Ce dernier point est important car il ouvre sur le rôle du politique dans cette Révolution Technique :
C'est en Angleterre que la technique pris réellement son essor puisque le capitalisme y était plus développé et les bourgeois plus libres. De plus, l'Eglise Anglicane depuis le 17e s. a adopté comme principe l'idée 'd'utilité sociale' posée par l'évêque Warburton. Ainsi en 1779, James Watt était ruiné et ne pouvait donner suite à sa machine à vapeur. C'est un bourgeois, Mathew Boulton qui compris les possibilités industrielles de l'invention et qui aida Watt à fabriquer sa machine.
Alors qu'en Angleterre l'empirisme et le pragmatisme économique dominent, en France, c'est la monarchie qui lance le mouvement technique.

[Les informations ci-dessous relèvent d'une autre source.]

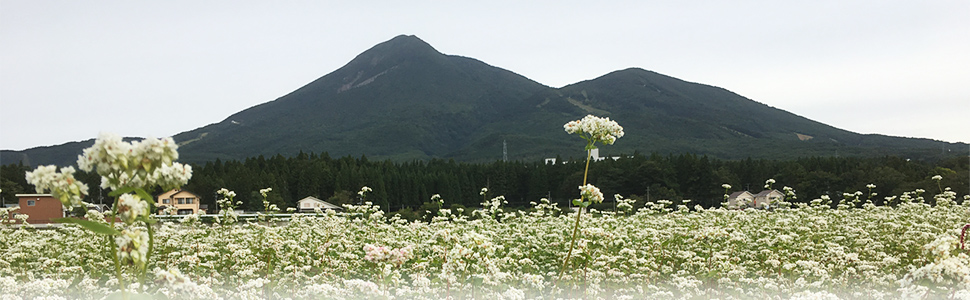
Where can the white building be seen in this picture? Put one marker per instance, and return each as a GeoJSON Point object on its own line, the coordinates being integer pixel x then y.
{"type": "Point", "coordinates": [310, 204]}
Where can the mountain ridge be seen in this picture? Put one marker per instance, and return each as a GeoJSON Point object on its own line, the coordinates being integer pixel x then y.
{"type": "Point", "coordinates": [403, 100]}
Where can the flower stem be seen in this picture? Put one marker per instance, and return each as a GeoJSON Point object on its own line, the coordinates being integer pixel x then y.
{"type": "Point", "coordinates": [572, 243]}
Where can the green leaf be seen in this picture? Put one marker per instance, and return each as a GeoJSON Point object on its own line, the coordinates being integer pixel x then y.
{"type": "Point", "coordinates": [89, 225]}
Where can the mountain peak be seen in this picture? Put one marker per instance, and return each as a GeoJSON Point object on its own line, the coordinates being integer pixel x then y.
{"type": "Point", "coordinates": [400, 46]}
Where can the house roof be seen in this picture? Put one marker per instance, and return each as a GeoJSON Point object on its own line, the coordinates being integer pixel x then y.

Celui-ci prend alors une forme plus scientifique : ce sont les académies, les universités et les instituts qui font autorité et ont la charge de propager les techniques dans les campagnes.
Nous avons déjà souligné la farouche opposition des masses à l'arrivée de la technique (le Luddisme de 1811, les révoltes des canuts en 1831 et 1834, les émeutes ouvrières contre le machinisme en 1848) : l'intérêt de la bourgeoise n'est pas suffisante pour entrainer toute la société vers la technique... Arrive au milieu du 19e siècle Karl Marx qui réhabilite la technique aux yeux du prolétariat : « la technique est libératrice, il faut s'insurger contre les maitres et non contre la machine ». Ainsi de 1850 à 1914, tout le monde est convaincu de l'excellence du mouvement technique (seul Kierkegaard avait émis un avis prophétique contre la technique mais d'un idéalisme un peu trop vague).
La Prusse avait aussi le contexte favorable au développement technique. La plupart des autres pays européen ont plus de difficultés à entrer dans cette révolution du fait du maintien des structures sociales et l'encrage fort de la religion.
A noter que les USA se sont construits pendant cette période de Révolution Industrielle, ils ont donc adopté tout de suite la conscience technique qui émanait d'Europe. Si bien qu'ils ont passé outre les étapes d'incubations et d'oppositions : la nation américaine s'est fondée sur le mouvement technique et industriel.

Dès lors que toutes ces conditions ont été réunies, a pu se déclencher la grande mobilisation des hommes et des choses nécessaire à l'essor de la société technique. Technique qu'il nous reste à caractériser.